Note: Due to time constraints, the following experiments should be conducted on just one
person from each group.
6. Patellar reflex with Jendrassik maneuver.
a. The Jendrassik maneuver (named after the person who described it)
involves the effect of physical distraction on a simple reflex arc. To
demonstrate this, the subject measures a patellar reflex while gripping
both hands together across the chest, while using maximum force to
attempt to pull them apart. Develop a hypothesis as to what effect this
action will have on the time of the patellar reflex.
b. Repeat the patellar reflex experiment while performing the Jendrassik
maneuver. Record ten distinguishable EMG tracings, and determine the
time and amplitude for each and calculate an average. Does the time
and/or intensity change during physical distraction?
7. Patellar reflex with mental distraction
a. Make a prediction what, if any, effect mental distraction will have on the
patellar reflex. Prepare ten addition problems with 3-digit numbers (i.e.,
243 + 585).
b. Repeat the patellar reflex experiment, recording ten distinguishable EMG
traces while asking the subject to solve each addition problem in the
shortest time possible (without pen and paper). Determine the time and
amplitude of each EMG tracing and calculate an average. Does mental
distraction influence the time or intensity of the patellar reflex?
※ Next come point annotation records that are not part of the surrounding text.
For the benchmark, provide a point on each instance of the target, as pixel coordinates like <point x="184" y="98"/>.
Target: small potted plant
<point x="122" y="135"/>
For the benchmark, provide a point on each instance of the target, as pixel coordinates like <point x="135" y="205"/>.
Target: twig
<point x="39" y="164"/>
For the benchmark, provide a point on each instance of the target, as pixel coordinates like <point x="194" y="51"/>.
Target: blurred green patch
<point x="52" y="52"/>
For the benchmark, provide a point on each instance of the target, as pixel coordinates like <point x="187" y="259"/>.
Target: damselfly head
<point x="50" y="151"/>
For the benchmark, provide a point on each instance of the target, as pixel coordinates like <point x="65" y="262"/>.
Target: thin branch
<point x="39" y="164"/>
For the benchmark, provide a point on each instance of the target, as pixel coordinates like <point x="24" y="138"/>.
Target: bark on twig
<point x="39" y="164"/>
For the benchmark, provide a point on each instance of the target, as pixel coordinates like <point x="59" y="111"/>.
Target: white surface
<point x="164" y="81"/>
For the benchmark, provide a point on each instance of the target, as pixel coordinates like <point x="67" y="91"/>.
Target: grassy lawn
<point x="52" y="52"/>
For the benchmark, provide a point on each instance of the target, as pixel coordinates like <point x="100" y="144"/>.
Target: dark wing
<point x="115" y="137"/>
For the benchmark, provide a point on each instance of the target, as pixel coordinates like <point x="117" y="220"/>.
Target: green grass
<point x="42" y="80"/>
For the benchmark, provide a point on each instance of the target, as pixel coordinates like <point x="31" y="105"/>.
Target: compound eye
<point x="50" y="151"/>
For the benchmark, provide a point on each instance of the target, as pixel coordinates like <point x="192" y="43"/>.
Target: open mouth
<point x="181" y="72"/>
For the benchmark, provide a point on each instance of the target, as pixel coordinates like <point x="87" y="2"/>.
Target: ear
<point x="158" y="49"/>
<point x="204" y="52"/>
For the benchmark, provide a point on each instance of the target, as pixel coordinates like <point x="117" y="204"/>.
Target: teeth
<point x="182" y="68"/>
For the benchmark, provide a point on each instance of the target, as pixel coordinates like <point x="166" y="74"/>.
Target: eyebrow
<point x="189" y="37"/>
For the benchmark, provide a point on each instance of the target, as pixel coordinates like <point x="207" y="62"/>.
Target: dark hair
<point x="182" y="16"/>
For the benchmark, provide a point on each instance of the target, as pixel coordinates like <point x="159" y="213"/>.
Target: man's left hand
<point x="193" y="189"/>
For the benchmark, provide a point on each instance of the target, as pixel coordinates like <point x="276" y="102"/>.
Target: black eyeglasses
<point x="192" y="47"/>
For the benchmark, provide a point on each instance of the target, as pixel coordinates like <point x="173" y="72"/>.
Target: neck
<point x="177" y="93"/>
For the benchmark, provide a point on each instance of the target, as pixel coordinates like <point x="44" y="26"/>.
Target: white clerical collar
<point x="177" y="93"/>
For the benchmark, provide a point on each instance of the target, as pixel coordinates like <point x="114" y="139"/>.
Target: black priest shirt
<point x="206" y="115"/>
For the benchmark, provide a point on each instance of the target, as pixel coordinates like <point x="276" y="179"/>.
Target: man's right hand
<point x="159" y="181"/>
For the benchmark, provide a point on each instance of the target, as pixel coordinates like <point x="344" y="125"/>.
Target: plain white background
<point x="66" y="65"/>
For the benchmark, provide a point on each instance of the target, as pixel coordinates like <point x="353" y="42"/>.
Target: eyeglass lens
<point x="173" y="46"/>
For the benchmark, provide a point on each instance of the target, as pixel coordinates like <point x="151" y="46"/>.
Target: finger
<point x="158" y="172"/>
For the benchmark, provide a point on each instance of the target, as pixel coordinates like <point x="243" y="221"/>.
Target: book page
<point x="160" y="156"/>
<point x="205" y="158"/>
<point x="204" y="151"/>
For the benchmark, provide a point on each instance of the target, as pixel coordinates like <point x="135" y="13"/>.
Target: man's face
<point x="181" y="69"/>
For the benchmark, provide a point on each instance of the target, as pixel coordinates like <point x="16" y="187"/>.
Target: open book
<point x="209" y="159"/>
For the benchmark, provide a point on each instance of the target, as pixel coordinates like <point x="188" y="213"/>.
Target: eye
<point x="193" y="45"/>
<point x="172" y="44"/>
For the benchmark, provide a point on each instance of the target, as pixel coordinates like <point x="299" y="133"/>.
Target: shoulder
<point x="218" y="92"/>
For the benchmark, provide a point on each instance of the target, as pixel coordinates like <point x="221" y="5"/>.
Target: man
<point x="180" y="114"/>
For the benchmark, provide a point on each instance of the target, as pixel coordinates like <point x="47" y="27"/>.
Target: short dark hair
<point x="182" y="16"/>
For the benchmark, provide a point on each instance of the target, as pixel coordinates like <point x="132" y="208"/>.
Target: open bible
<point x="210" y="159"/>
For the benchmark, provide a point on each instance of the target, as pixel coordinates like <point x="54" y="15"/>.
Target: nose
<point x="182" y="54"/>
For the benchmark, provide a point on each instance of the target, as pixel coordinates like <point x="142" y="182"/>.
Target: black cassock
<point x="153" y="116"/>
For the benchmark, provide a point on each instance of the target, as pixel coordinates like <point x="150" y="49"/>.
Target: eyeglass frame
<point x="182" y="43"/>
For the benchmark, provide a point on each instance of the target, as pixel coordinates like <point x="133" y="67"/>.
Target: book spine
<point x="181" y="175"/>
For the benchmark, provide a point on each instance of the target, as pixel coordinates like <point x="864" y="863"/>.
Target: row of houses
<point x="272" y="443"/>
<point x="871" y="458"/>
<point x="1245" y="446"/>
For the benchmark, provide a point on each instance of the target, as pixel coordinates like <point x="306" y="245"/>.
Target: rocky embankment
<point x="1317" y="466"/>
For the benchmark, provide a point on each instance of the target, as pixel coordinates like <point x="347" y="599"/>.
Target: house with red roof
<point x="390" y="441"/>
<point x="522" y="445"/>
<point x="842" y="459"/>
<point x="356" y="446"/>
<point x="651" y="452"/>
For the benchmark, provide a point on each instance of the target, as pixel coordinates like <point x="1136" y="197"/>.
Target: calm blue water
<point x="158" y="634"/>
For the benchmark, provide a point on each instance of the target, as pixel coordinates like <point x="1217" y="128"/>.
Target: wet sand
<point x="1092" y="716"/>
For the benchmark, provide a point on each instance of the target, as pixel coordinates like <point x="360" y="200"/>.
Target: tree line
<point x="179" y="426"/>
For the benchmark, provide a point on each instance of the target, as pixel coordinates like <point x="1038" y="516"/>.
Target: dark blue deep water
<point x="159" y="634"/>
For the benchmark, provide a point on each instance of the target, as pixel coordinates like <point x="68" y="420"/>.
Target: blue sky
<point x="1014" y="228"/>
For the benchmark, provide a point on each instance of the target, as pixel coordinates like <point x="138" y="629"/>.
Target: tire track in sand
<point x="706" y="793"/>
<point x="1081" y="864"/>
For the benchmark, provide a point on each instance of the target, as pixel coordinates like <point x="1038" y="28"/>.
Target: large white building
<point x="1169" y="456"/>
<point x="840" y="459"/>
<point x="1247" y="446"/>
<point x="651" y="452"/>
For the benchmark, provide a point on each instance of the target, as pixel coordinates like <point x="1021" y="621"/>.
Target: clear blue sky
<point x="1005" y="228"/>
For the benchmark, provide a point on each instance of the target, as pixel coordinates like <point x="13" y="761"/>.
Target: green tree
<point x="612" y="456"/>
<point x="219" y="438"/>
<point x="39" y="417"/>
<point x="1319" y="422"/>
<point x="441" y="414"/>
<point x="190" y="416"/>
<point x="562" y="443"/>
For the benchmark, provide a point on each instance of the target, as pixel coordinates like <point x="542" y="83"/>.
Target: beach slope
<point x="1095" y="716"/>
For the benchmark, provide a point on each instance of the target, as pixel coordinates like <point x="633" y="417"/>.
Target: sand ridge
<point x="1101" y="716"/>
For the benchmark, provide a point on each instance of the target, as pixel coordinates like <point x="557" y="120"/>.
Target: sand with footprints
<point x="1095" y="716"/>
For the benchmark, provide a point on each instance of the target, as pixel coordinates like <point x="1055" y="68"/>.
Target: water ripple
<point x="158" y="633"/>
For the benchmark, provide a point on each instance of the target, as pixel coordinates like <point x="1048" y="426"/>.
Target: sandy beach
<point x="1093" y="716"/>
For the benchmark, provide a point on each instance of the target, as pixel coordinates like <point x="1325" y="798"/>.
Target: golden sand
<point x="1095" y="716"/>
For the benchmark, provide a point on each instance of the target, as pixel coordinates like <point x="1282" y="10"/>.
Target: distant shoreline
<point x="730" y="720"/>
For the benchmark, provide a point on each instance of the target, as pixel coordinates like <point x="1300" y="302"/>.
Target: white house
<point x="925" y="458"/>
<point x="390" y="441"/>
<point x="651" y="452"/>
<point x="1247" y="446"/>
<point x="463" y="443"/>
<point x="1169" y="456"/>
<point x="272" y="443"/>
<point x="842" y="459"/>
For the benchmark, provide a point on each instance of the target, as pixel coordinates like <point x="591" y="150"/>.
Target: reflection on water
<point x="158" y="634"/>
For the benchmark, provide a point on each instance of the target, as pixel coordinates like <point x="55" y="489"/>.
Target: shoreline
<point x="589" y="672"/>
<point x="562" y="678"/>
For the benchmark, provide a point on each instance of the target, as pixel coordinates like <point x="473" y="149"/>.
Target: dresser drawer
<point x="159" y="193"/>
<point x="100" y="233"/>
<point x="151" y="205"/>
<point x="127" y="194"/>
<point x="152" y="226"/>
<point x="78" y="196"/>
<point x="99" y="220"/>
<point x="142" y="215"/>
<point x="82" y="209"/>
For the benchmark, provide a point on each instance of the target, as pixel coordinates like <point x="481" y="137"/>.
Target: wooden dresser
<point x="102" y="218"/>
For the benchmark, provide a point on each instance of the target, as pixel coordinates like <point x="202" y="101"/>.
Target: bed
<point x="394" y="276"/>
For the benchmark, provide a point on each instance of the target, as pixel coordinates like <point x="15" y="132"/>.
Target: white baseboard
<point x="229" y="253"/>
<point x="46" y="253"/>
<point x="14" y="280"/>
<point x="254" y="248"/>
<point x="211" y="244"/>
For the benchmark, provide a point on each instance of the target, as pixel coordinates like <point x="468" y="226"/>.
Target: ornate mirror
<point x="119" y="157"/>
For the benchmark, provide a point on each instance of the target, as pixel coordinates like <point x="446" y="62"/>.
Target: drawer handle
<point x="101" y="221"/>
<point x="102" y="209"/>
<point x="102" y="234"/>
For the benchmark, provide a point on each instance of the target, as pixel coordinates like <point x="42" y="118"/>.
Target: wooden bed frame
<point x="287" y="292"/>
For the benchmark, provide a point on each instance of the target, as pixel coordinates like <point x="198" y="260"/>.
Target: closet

8. Voluntary knee jerk reflex
a. In this exercise, you will record the time and amplitude of the knee jerk
under voluntary control. Hypothesize whether there should be any
difference between the time and intensity of the muscle contracting under
voluntary and involuntary control.
b. Have the subject close his/her eyes. Record ten tracings by having the
subject voluntarily jerk his/her knee upon hearing the hammer strike the
table. Record time and amplitudes, and calculate averages. Is there any
difference from the involuntary reflex?